I know that my fear of abandonment is unusually high. I have reflected on the cycle of unstable and highly emotive interpersonal relationships and I know I’ve tested those I love the most to see how long they’ll stay and make them prove to me they’re not going anywhere.

I also know I suffer from identity problems which I’ve talked about before on here where I try and fit myself into a comfortable box with a label on it. I always had to give myself a title of some sort or be doing something different with my life to feel valued / worthy of respect.

Mandy the singer, Mandy the bodybuilder, Mandy the blogger etc…

It was never enough for me to just be Mandy. I always wanted more.

Some of the symptoms of BPD I’ve experienced are particularly scary.

There’s this thing called derealisation and it usually appears when your anxiety is in a heightened mode. The world around you literally starts to not look real. Before I knew about this phenomenon, I had convinced myself I was dying. It’s very scary to experience and it causes you to lose inhibitions too because it’s almost like the world around you is a fantasy world.
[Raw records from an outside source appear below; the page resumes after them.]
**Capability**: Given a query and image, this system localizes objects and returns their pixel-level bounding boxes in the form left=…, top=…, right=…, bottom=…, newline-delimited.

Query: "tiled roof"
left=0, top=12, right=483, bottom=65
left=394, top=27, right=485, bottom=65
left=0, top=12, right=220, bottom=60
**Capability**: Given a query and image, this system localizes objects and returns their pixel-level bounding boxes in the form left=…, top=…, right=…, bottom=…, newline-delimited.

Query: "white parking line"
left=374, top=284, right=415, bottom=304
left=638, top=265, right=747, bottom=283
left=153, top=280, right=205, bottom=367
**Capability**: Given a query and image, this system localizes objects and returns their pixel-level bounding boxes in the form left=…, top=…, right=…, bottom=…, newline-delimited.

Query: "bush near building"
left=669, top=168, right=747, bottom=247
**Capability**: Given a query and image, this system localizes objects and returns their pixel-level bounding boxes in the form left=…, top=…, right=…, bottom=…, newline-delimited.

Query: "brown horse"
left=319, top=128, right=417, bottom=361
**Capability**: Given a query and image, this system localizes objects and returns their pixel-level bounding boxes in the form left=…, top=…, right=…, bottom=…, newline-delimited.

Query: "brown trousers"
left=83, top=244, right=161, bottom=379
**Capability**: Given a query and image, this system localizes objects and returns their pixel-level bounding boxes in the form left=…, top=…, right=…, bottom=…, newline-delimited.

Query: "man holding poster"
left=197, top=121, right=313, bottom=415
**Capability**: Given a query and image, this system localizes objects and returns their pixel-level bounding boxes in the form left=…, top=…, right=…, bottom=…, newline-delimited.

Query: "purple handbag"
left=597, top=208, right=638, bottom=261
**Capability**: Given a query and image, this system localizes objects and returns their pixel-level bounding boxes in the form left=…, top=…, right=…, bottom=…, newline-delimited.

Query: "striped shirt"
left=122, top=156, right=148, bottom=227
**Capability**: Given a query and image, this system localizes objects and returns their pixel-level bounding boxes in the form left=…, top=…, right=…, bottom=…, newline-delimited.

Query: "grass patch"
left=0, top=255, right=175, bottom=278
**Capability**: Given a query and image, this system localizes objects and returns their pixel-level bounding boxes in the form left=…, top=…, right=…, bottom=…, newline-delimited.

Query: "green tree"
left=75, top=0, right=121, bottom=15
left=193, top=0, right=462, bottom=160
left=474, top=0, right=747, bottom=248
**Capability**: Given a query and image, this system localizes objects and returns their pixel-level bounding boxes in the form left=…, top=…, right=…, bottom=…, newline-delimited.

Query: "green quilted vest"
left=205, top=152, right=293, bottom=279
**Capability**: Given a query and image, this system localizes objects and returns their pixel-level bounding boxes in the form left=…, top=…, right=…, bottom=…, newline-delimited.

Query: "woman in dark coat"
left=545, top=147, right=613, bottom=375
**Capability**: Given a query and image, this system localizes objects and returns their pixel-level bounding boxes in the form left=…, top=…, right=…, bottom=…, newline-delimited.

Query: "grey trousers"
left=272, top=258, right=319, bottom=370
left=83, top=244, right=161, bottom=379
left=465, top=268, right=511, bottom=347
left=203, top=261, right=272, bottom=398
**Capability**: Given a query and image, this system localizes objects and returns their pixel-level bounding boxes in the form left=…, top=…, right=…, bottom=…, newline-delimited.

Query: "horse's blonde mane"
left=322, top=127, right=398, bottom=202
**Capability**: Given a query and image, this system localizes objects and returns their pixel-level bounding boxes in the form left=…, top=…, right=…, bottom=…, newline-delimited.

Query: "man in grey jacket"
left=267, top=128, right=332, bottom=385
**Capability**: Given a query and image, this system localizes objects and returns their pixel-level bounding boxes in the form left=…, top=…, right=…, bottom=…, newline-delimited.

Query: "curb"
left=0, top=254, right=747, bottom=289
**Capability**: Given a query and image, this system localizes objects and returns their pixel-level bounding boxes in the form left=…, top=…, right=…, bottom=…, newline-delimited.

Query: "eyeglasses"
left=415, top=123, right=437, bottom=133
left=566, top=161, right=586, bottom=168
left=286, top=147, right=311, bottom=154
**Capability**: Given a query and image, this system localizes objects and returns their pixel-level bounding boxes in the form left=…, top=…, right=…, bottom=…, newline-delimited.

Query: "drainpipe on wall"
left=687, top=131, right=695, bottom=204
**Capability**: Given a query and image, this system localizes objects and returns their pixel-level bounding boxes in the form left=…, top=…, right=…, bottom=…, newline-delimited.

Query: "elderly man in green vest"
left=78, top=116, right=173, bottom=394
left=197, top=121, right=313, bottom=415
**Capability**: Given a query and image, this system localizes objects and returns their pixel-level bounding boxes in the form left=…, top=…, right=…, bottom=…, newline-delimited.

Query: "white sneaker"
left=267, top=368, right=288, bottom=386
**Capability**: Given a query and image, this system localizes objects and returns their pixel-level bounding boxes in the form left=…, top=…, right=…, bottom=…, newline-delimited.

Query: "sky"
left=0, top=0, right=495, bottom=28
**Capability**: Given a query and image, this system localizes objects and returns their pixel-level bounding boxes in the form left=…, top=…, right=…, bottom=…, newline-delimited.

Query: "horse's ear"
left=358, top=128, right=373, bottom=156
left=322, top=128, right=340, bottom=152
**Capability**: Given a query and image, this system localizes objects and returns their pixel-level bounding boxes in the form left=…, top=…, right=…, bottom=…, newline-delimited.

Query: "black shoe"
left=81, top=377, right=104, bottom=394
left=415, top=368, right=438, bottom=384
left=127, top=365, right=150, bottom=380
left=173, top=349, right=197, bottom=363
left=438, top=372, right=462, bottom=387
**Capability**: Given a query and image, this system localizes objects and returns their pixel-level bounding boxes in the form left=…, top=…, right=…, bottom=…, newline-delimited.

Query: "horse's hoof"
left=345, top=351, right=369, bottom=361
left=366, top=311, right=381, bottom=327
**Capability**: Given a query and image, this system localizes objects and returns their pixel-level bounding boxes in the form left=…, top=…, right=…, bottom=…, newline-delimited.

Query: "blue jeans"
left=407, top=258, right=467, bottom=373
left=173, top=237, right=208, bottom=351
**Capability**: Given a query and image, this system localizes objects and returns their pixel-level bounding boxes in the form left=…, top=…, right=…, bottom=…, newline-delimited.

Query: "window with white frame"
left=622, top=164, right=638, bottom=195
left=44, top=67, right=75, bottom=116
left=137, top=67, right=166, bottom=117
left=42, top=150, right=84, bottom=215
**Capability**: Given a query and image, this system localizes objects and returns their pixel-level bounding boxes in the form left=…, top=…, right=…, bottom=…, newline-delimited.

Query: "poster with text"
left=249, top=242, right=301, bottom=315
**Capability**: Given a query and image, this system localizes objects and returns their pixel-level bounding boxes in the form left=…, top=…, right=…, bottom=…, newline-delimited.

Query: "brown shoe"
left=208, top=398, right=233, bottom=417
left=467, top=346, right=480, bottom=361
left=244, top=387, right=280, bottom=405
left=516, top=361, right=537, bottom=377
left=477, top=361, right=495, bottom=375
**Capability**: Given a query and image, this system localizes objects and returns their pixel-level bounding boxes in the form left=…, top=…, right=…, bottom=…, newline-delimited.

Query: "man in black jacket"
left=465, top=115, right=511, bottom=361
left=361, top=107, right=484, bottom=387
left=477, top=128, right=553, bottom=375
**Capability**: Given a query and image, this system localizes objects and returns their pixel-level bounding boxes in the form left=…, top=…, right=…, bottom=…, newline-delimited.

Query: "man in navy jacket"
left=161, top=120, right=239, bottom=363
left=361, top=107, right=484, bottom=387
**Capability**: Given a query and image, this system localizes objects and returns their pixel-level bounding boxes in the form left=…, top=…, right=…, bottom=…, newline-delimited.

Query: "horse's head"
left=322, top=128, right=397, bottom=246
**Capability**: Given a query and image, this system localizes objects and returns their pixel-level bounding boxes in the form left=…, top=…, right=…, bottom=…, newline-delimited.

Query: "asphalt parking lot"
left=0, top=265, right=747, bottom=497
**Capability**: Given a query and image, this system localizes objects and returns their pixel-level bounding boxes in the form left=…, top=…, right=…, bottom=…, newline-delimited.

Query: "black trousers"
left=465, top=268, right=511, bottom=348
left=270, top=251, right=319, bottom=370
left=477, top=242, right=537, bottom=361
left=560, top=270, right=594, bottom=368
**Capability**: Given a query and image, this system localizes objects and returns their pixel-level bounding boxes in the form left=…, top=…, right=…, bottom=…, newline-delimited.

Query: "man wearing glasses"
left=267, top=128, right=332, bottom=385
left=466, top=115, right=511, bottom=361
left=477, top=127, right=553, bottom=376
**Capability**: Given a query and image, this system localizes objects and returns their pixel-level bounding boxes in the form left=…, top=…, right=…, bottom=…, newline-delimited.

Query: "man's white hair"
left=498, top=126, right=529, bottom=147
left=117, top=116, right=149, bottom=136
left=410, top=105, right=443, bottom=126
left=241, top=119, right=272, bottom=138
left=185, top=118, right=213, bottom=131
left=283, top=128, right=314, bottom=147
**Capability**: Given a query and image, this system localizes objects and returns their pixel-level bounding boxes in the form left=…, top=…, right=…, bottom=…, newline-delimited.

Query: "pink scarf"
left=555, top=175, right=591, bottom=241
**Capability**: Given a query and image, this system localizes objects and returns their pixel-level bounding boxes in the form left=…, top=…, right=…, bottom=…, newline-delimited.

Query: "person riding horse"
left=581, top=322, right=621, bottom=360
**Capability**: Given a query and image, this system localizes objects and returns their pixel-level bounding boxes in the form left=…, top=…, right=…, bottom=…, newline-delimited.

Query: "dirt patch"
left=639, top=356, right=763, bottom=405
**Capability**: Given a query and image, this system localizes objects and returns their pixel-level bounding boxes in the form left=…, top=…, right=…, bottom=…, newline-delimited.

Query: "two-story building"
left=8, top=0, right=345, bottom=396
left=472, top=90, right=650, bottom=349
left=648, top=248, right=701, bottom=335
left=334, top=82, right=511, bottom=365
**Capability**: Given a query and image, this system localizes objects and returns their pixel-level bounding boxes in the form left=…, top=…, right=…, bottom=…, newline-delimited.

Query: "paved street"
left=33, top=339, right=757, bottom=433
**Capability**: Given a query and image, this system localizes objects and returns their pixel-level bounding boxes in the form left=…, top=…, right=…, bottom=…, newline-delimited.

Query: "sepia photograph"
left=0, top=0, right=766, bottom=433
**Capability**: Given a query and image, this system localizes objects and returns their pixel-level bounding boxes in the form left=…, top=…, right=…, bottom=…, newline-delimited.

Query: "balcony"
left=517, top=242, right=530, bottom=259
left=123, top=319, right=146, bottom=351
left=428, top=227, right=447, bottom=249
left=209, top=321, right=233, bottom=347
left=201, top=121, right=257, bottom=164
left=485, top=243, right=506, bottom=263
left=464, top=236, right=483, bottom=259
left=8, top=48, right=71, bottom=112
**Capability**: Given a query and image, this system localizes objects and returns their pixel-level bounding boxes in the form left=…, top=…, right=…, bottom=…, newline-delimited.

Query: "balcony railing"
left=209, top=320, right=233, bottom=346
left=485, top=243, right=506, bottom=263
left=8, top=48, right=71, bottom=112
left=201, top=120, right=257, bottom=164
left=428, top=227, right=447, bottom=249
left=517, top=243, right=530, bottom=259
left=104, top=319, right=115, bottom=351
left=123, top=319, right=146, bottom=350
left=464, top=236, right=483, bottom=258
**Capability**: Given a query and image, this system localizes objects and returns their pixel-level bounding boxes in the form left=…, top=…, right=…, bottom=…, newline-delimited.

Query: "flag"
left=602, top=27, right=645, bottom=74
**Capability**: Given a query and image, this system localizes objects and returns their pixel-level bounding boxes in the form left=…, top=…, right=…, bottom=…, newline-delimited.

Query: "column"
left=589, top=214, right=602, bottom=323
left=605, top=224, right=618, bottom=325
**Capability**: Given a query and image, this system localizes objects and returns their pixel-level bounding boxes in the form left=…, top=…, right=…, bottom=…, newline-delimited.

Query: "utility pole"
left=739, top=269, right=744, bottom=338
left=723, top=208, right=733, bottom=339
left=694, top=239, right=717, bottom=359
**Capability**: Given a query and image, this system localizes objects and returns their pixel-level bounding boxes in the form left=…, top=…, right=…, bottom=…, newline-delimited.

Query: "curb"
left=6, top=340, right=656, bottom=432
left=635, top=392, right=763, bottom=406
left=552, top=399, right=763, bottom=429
I genuinely thought I was crazy prior to learning about it.

Anyway, I digress.

The point I wanted to make was that if I wanted, I could now give myself the BPD label. If I wanted. But I don’t want to be defined by my condition. I have the condition. I’m medicated for the condition and my behaviours which helps enormously but if I didn’t HAVE BPD, I wouldn’t be:

Intense, passionate or extreme.

I wouldn’t feel the whole spectrum of emotions with every cell in my body.

I probably wouldn’t be creative either.

Instead of dwelling on your diagnosis and labelling yourself with the rather damaging term: ‘disorder’… (because that sounds like you’re describing something which is broken…), embrace all the things your condition has given you. The things it has added to your life.

Your condition is part of you, yes. But you’re not your condition.

If I spent days and days on end researching the many articles and studies on Borderline Personality Disorder, all I’d be doing is nodding along and ticking boxes in my head which relate to my experience of the condition. It’s great that so much information is accessible but I got my diagnosis and I’m moving on.

My BPD is a part of me and a part my family and inner circle have to deal with sometimes but I embrace all the things it has given to me.

And I’m certainly not disordered or broken.